I needed to typeset some text including fragments in Arabic, Hebrew and Ethiopic. There is good support for Arabic and Hebrew, but it took some effort to get a working Ethiopic setup.
I installed it in /usr/X11R6/lib/X11/fonts/truetype/ and did
# ln -s /usr/X11R6/lib/X11/fonts/truetype/CODE2000.TTF /usr/share/texmf/fonts/truetype/CODE2000.ttf # cd /usr/share/texmf/fonts # ttf2tfm truetype/CODE2000.ttf tfm/code2k@Unicode@ # echo 'code2k@Unicode@ CODE2000.ttf' >> /etc/ttf2pk/ttfonts.map # texhash
Other fonts are available, both commercial and free. May report later on some of those.
Not having a keyboard with Arabic / Hebrew / Ethiopic keys, it is easiest to type a transliteration of the required text, where the language support package transforms the transliteration into the correct symbols. Several systems for the transliteration of Ethiopic exist, each in several flavours. I chose SERA.

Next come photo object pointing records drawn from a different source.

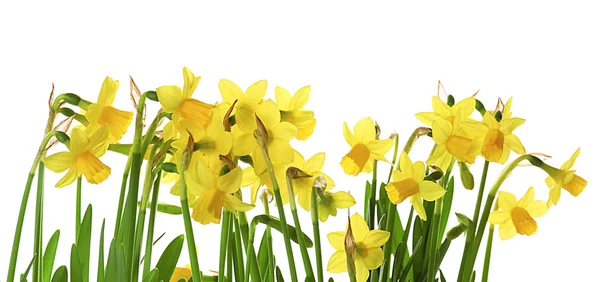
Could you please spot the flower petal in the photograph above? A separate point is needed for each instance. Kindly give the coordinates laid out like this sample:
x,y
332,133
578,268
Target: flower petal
x,y
170,98
364,130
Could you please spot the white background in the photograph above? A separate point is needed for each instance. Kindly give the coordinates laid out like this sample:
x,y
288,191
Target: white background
x,y
379,60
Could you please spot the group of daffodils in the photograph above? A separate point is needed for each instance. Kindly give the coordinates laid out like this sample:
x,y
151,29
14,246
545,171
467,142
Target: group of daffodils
x,y
224,132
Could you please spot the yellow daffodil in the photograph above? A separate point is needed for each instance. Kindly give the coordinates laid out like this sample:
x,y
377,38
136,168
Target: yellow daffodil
x,y
441,110
247,102
365,147
564,178
103,112
303,186
82,157
408,182
180,102
498,138
517,217
453,140
291,110
214,192
369,254
279,135
181,273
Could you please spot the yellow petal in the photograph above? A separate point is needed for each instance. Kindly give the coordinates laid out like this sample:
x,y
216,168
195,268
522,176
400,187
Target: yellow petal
x,y
507,230
108,91
431,191
283,98
376,238
359,227
59,162
256,92
69,178
348,135
229,91
427,117
300,98
527,198
506,201
284,131
234,204
280,152
231,181
509,125
337,262
170,98
499,217
418,206
364,130
336,239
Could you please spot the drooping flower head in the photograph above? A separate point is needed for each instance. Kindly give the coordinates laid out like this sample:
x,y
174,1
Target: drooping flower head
x,y
103,113
291,110
82,157
517,217
180,103
368,252
564,178
409,182
214,192
498,137
365,147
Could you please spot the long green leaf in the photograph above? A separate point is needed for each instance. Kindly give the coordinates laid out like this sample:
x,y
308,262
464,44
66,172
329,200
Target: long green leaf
x,y
50,255
101,254
61,274
83,243
152,276
168,260
76,271
111,264
274,223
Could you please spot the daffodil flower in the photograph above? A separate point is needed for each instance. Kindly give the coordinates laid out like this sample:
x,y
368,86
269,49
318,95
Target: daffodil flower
x,y
180,102
409,182
247,102
365,147
291,110
441,110
103,112
369,254
82,157
214,193
303,186
181,273
517,217
452,140
564,178
498,138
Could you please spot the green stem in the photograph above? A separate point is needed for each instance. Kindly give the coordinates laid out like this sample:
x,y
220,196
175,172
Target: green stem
x,y
39,220
488,255
122,194
78,208
317,233
279,201
224,244
189,232
23,208
151,221
474,248
303,249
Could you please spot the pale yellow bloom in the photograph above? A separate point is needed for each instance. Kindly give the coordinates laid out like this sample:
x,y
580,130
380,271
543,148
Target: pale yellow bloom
x,y
409,182
517,217
82,157
369,254
365,147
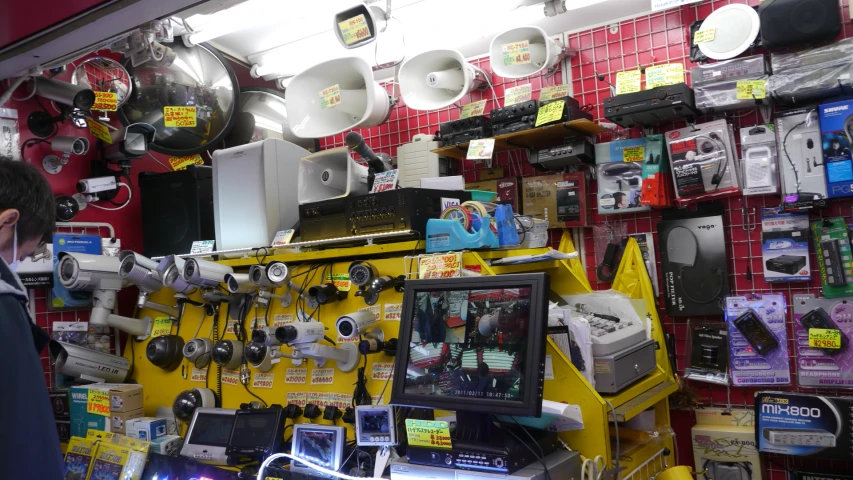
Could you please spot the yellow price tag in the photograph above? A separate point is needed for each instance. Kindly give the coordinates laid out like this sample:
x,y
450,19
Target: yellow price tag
x,y
330,97
628,82
634,154
553,92
162,326
550,112
105,102
181,163
824,338
661,75
516,53
473,109
98,402
751,89
354,29
703,36
519,94
100,131
425,433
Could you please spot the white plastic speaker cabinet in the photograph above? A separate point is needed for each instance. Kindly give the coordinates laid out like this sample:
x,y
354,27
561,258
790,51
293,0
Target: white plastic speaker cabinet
x,y
545,52
330,174
436,79
363,102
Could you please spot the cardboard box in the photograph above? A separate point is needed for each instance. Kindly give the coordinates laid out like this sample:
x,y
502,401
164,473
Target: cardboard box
x,y
562,195
118,420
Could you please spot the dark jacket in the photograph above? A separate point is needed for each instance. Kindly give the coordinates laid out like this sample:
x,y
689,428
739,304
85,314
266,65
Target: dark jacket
x,y
29,444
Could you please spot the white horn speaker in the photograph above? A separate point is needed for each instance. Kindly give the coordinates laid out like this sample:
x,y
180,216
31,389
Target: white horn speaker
x,y
316,111
436,79
330,174
510,57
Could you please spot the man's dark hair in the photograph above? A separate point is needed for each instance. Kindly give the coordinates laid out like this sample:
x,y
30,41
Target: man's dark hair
x,y
25,189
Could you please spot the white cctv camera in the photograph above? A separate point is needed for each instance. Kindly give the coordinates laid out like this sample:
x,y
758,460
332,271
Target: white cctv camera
x,y
357,323
198,351
79,362
204,273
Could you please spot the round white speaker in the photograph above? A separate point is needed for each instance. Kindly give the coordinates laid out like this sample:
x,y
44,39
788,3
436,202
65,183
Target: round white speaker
x,y
359,102
736,27
544,52
436,79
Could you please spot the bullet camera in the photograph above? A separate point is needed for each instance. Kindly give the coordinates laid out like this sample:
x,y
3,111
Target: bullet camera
x,y
204,273
198,351
261,356
228,354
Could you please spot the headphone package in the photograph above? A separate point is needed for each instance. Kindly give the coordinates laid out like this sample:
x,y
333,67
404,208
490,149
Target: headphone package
x,y
619,171
823,367
704,164
759,160
708,353
758,343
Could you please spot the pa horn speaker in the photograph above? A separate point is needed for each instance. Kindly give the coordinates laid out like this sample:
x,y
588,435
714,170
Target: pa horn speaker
x,y
436,79
523,51
335,96
330,174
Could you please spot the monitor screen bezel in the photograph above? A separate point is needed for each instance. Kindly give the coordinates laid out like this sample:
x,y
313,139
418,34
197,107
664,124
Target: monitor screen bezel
x,y
531,403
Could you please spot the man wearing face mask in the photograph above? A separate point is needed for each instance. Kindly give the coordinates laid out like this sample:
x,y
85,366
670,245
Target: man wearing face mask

The file ethin.otp converts transliterated text:
% input: 8-bit input: 1; % output: 16-bit output: 2; expressions: % Sorted for decreasing length, then increasing Unicode % ``' `1' `0' `0' `0' `0' => "\CharLet{7C}"; ``' `s' `W' `a' => "\CharLET{27}"; ``' `1' `0' `0' => "\CharLet{7B}"; `l' `W' `a' => "\CharLET{0F}"; `H' `W' `a' => "\CharLET{17}"; `m' `W' `a' => "\CharLET{1F}"; ``' `s' `e' => "\CharLET{20}"; ... `P' => "\CharLet{35}"; `S' => "\CharLet{3D}"; `f' => "\CharLet{4D}"; `p' => "\CharLet{55}"; `:' => "\CharLet{61}"; `,' => "\CharLet{63}"; `;' => "\CharLet{64}"; . => \1;It is the composition of two transformations: eth2uni.otp that converts SERA to Unicode:
... ``' `1' `0' `0' `0' `0' => @"137C; ``' `s' `W' `a' => @"1227; ``' `1' `0' `0' => @"137B; ...and uni2font.otp that converts Unicode to font positions, via
@"1200 => "\CharLET{00}"; @"1201 => "\CharLET{01}"; ... @"12FF => "\CharLET{FF}"; @"1300 => "\CharLet{00}"; ... @"137C => "\CharLet{7C}";(Probably there is a more compact way to write this, but something like
@"1200-@"12FF => "\CharLET{" #((\1 div: @"10)-@"F0) #((\1 mod: @"10)+@"30) "}";is not good enough because one has to test for hex digits larger than 9. One could redefine the macros to work in decimal.)
Given these *.otp files, one converts them to *.ocp and installs:
# otp2ocp ethin.otp # cp ethin.otp /usr/share/texmf/omega/otp/oethiopic # cp ethin.ocp /usr/share/texmf/omega/ocp/oethiopic # texhash
It would be cleaner to use eth2uni.otp and uni2font.otp separately, but that works only on small pages, and lambda segfaults on big pages. Folding the two transformations into ethin.otp makes things work on the (still rather small) files I have tried so far.
The resulting mapping is shown in the two tables below.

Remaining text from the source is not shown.